Ici commence
Le Chemin du Chemin, traité court, bref,
succinct, utile à qui le comprendra. Les chercheurs habiles y trouveront
une partie de la Pierre végétale que les autres Philosophes ont
cachée avec soin.
Père
vénérable,
prête-moi pieusement l'oreille. Apprend que le
Mercure (1)
est le sperme cuit de tous les métaux -- sperme imparfait quand il sort
de la terre, à cause d'une certaine
chaleur sulfureuse. Suivant son degré
de sulfuration, il engendre les divers métaux dans le sein de la terre.

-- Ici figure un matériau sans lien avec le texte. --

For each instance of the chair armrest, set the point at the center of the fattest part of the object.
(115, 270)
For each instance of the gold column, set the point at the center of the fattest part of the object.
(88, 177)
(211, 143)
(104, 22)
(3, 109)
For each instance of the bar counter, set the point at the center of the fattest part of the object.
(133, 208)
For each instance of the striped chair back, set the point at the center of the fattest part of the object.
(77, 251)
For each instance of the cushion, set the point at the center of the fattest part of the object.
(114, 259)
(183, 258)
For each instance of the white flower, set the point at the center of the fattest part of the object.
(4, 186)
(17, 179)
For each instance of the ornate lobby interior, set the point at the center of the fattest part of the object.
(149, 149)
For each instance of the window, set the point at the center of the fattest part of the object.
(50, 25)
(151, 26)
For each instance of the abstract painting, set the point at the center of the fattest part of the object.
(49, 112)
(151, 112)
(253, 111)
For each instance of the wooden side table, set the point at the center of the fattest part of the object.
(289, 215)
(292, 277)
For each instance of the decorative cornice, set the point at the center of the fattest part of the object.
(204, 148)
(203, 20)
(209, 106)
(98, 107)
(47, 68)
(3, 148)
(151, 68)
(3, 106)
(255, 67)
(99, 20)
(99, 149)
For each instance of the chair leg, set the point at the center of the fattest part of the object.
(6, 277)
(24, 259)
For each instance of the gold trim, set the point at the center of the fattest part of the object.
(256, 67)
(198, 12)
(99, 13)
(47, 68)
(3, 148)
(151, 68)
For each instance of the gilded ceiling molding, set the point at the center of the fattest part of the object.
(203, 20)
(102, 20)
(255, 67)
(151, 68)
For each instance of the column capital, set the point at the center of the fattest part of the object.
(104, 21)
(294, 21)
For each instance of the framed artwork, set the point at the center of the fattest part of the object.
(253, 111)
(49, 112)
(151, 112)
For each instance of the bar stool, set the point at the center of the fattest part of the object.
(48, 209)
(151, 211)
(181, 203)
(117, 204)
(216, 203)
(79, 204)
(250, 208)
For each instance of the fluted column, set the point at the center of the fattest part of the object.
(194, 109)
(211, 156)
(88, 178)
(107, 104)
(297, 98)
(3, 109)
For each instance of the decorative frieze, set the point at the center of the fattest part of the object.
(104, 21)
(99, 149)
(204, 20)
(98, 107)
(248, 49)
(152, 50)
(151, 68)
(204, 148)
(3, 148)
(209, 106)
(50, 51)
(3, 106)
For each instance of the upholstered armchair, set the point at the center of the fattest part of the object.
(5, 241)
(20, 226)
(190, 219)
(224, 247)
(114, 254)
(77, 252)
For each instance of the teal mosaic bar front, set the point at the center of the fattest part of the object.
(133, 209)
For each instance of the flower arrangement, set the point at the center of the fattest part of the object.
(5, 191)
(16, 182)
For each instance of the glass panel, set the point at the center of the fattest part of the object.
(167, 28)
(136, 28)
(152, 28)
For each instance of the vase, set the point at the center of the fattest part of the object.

Il n'y a donc qu'une seule matière première des métaux ;
suivant une action naturelle plus ou moins forte, suivant le degré de cuisson,
elle revêt des formes différentes. Tous les Philosophes sont d'accord
sur ce point. En voici la démonstration : chaque chose est composée
des
éléments en lesquels on peut la décomposer. Citons un
exemple impossible à nier et facile à comprendre : la glace à
l'aide de la
chaleur se résout en
eau, donc c'est de l'
eau. Or, tous les
métaux se résolvent en
Mercure ; donc ce
Mercure est la matière
première de tous les métaux. J'enseignerai plus loin la manière
de faire cette transmutation, détruisant ainsi l'opinion de ceux qui prétendent
que la forme des métaux ne peut être changée. Ils auraient
raison si l'on ne pouvait réduire les métaux en leur matière
première, mais je montrerai que cette réduction en la matière
première est facile et que la transmutation est possible et faisable. Car
tout ce qui naît, tout ce qui croît se multiplie selon son espèce,
ainsi les
arbres, les hommes, les herbes. Une graine peut produire mille autres
graines. Donc, il est possible de multiplier les choses à l'
infini. D'après
ce qui précède, celui qui analyse les choses verra que si les Philosophes
ont parlé d'une façon obscure, ils ont dit du moins la vérité.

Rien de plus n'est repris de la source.